Unbändige Spielfreude

Lebensfroh und mitreißend ist die Musik, die das Joscho Stephan & Helmut Eisel-Quartett zum Abschluss des Musikfestivals Allegro präsentiert. Und das erstmals Open Air im Schlossgarten.

Von Tatjana Seibt

Die Idee Gypsy und Klezmer Musik zu verbinden, klingt zunächst etwas befremdlich. Schließlich wird Klezmer traditionell jiddisch gesungen – und zwar auf Hochzeiten. „Der Ursprung der Gypsy-Musik liegt hingegen bei den Zigeunern und dem fahrenden Volk“, erläutert Helmut Eisel.

Doch der stilistische Unterschied beider Musikrichtungen üben auf den Klarinettisten Helmut Eisel, den Gitarristen Joscho Stephan, Günther Stephan an der Rhythmusgitarre und den Kontrabassisten Volker Kamp gerade den Reiz aus.
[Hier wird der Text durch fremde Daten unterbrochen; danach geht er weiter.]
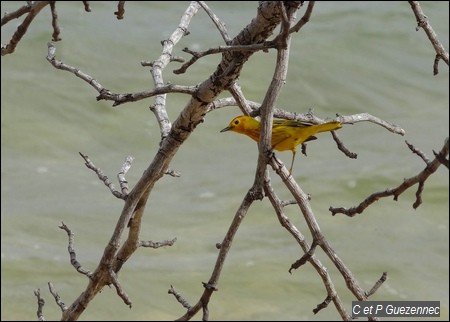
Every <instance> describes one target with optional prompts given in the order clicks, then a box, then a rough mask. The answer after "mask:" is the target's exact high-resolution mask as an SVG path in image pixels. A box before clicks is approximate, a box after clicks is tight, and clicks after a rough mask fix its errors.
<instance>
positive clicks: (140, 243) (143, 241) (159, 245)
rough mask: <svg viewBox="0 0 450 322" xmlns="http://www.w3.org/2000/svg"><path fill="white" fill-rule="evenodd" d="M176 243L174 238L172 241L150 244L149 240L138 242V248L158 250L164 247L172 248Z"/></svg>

Das Quartett trägt Rhythmen und Tonleitern beider Musikrichtungen zusammen, „denn die beiden Musikrichtungen sind sehr konzertant“, erklärte Eisel.

„Wir suchen uns aus beiden Musikrichtungen das Beste aus und verbinden es zu etwas Neuem“, erklärt Eisel den ganz eigenen Stil des Ensembles. So verzichtet das Quartett beispielsweise auf den Gesang oder Passagen der Klezmer-Musik, wie sie bei festen Zeremonien während der Hochzeit gerne gespielt werden.

Ein virtuoser Mix aus Gypsy, Klezmer, Swing und Jazz bietet viel Abwechslung im selbst geschriebenen Repertoire, bei dem es auch viele Improvisationen gibt, „so dass wir kein Konzert zwei Mal spielen“, sagt der Klarinettist. Das Besondere ist die große Bandbreite der Musik, die teilweise unbändige Spielfreude und überschäumende Lebenslust zum Ausdruck bringt, dann aber auch tiefgründig, ja geradezu melancholische Melodien zustande bringt.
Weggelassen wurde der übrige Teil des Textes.